CHAPTER 1
Sue Ann awakens to see huge yellow brown eyes looking back at her. The pink tongue of her chocolate lab, Sable, lolls out of his mouth with great gobs of drool dripping from the tip. The steady thump, thump of his tailed asserts that he recognizes she is awake. She can't deceive him any longer. He sticks his nose deep into her covers, searching for her hand to give him a pet. Then a deep throaty `woof' echoes in the close quarters.
"Sable! Go away! It's too early." Sue Ann pushes away the big chocolate colored Labrador. He persists, nuzzling into the sleeping bag, looking for some love from her. She sticks her head out of the warmth of her bed to look around.
"Sable, it's way too early to be getting up. Do you really have to go out?" She asks the dog, knowing the answer.
She lies there for a minute looking around, not wanting to get up yet. She knows she really should but wants to put it off for just a little longer. She looks at the metal ceiling of her camper shell.

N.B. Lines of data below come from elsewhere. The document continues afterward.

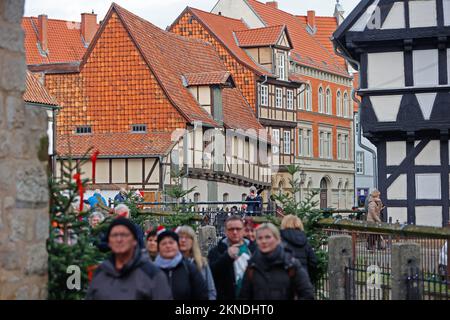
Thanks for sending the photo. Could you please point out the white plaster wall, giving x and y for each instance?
(238, 9)
(430, 155)
(428, 186)
(395, 152)
(429, 216)
(422, 13)
(397, 190)
(400, 214)
(396, 17)
(426, 67)
(386, 70)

"It's cold Sable. I don't want to get up." She notices the drops of moisture overhead. She wonders if one will drip on her. She pulls the covers closer around her face in anticipation. She thinks about where she is and why she here. This was her decision; but was it really a wise one? She was in the rodeo last night. That was fun. She had a really good time. She snuggles a little deeper into her sleeping bag, looking for a little warmth to take with her when she decides to get up.
She continues to think about this decision to go on the road and rodeo. She's 18 and old enough to make the important decisions in her life. It was her life now.
Craig Colorado is a long way from her home in Montana. She could have found a job and stayed home like her best friend Peggy. All her life she has wanted to be a barrel racer. She has competed in Little Britches Rodeo since she was six years old. Then when she got to high school she competed in High School Rodeo for four years.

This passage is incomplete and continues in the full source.